Re: [PATCH] ixgbe: Manual AN-37 for troublesome link partners for X550 SFI

From: Andrew Lunn
Date: Mon Sep 09 2024 - 15:36:18 EST


> This was originally worked out by Doug Boom at Intel. It had to do
> with autonegotiation not being the part of the SFP optics when the
> Denverton X550 Si was released and was thus not POR for DNV. The
> Juniper switches however won't exit their AN sequence unless an AN37
> transaction is seen.

I wounder what 802.3 says about this. I suspect the Juniper switch is
within the standard here, and the x550 is broken.

> Other switch vendors recover gracefully when the right encoding is
> discovered, not using AN37 transactions, but not Juniper.

We have seen similar things in the Linux core PHY handling, but mostly
around 2500BaseX MAC and PHY drivers. A lot of vendors implement what
they call over clocked SGMII, rather than 2500BaseX. But SGMII
signalling makes no sense when overclocked to 2.5GHz, so they just
disable it, leaving no signalling at all. Some 25000BaseX PHYs handle
this, they gracefully fall back to sensible defaults when they
discover they are connected to a broken MAC. Others need telling they
are connected to a broken MAC which does not perform signalling. But
it is easier for a MAC-PHY relationship, everything is on one board,
we know all the details, and can work around the issues.

> Since DNV doesn't do AN37 in SFP auto mode, there's an endless loop.
> (Technically, the switches *could* be updated to new firmware that
> should have this capability, but apparently a logistical issue for
> at least one of our customers.)

I would say that is the wrong solution, i don't think the switch is
doing anything wrong. But the devil is in the details, check 802.3.

> Going back through my emails, Doug did mention that it would possibly cause issues with other switches, but it wasn't anything we, or (until just recently) anyone else had observed. A quote from Doug:
>
> "that AN37 fix pretty much only works with the Juniper switches, and can cause problems with other switches."
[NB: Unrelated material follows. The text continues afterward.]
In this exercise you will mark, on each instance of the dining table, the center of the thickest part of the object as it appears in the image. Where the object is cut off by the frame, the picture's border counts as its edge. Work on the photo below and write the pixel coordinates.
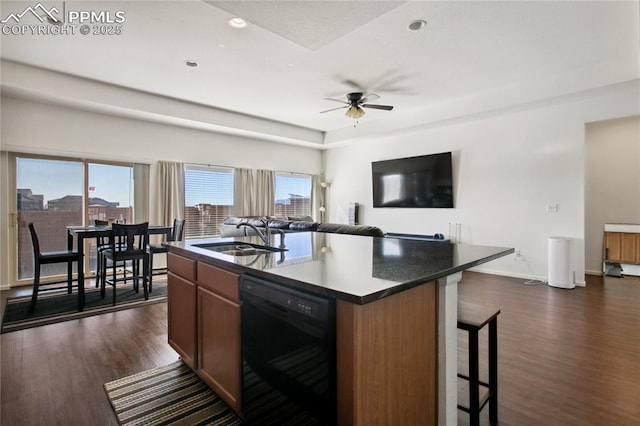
(81, 233)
LOS from the from the SFP cage will tell you there is something on the
other end of the link. It is not a particularly reliable signal, since
it just means there is light. Is there any indication the link is not
usable? You could wait 10 seconds after LOS is inactive, and if there
is no usable link kick off the workaround. If after 10 seconds the
link is still not usable, turn the workaround off again. Flip flop
every 10 seconds.

Hopefully the initial 10 seconds delay means you won't upset switches
which currently work, and after 10 seconds, you gain a link to
switches that really do expect AN37.

Andrew